Ahmed’s original store in Iraq was a bustling hub of his town’s community before the genocides of the Yazidis began in 2014. It was a store that would bring in over 250 euros a day in profit, and beyond that it was a meeting place. People from all walks would come to Ahmed’s store and just hang out, during the day he served tea and at night it was a place of cards and conversation. It was a place that supported the community but it perhaps did not hold the same value the store in Petra does today.

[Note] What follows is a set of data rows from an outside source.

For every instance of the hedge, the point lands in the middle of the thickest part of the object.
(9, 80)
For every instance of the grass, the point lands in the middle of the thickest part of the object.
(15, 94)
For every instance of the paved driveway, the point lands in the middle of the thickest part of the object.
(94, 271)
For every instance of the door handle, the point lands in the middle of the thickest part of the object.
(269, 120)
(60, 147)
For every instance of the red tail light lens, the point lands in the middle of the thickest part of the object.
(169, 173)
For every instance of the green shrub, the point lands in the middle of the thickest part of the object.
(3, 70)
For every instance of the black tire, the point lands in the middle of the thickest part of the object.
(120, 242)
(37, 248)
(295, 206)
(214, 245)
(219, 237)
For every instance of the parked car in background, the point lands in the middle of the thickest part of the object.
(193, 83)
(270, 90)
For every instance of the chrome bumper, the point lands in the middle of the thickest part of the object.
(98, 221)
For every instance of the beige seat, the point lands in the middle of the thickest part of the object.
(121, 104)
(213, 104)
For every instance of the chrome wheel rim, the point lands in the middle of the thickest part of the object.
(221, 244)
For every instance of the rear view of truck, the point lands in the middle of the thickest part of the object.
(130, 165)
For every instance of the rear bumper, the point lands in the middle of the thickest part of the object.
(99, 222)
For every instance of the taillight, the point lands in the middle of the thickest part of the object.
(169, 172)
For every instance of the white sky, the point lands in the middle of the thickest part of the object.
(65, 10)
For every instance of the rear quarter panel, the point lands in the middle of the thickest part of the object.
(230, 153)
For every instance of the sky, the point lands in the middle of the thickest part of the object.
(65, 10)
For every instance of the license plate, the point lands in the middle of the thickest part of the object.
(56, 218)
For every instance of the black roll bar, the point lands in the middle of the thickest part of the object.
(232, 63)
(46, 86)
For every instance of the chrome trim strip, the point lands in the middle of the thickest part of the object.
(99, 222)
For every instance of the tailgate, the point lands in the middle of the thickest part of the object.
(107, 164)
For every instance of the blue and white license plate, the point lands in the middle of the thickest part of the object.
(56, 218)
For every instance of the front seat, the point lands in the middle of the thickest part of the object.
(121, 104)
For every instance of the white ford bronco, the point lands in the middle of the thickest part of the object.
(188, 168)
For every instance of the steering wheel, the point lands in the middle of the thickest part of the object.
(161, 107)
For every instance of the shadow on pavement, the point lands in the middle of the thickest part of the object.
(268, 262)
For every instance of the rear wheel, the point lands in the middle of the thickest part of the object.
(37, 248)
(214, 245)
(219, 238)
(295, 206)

Though it may just be a fraction of his old store, Ahmed’s new store has actually gained more social relevance as a necessity of those in the refugee camp. The refugee camp at Petra has been described in many different ways, but the conclusions seems to be that the camp is poorly equipped at best, unlivable at worst. It is located in the foothills of Mount Olympus in Greece, which means the temperatures can fluctuate greatly and living conditions can be strenuous considering the refugees live in thin non-insulated tents. These refugees also have traditional familial concerns, they have to raise children and provide for them despite the fact that little specialized treatment is available from the already stretched thin Greek government. Many mothers have already lost young children who simply could not handle the rough way of living. Despite these difficult living conditions, a small return to normalcy is what the store offers, which is more valuable then anything that could have been sold in Ahmed’s store in Iraq. This difference gets right to the core of what a refugee is. They are people who are just looking for a place like home. It will never be the way it was, but simple reminders of what used to be have the weight of gold especially among these Iraqis. It is difficult to comprehend what these people must have gone through on their respective journeys from Iraq to Greece, but a pack of cigarettes and a knowing look from an old friend might bring back a reminder of something that was once thought lost.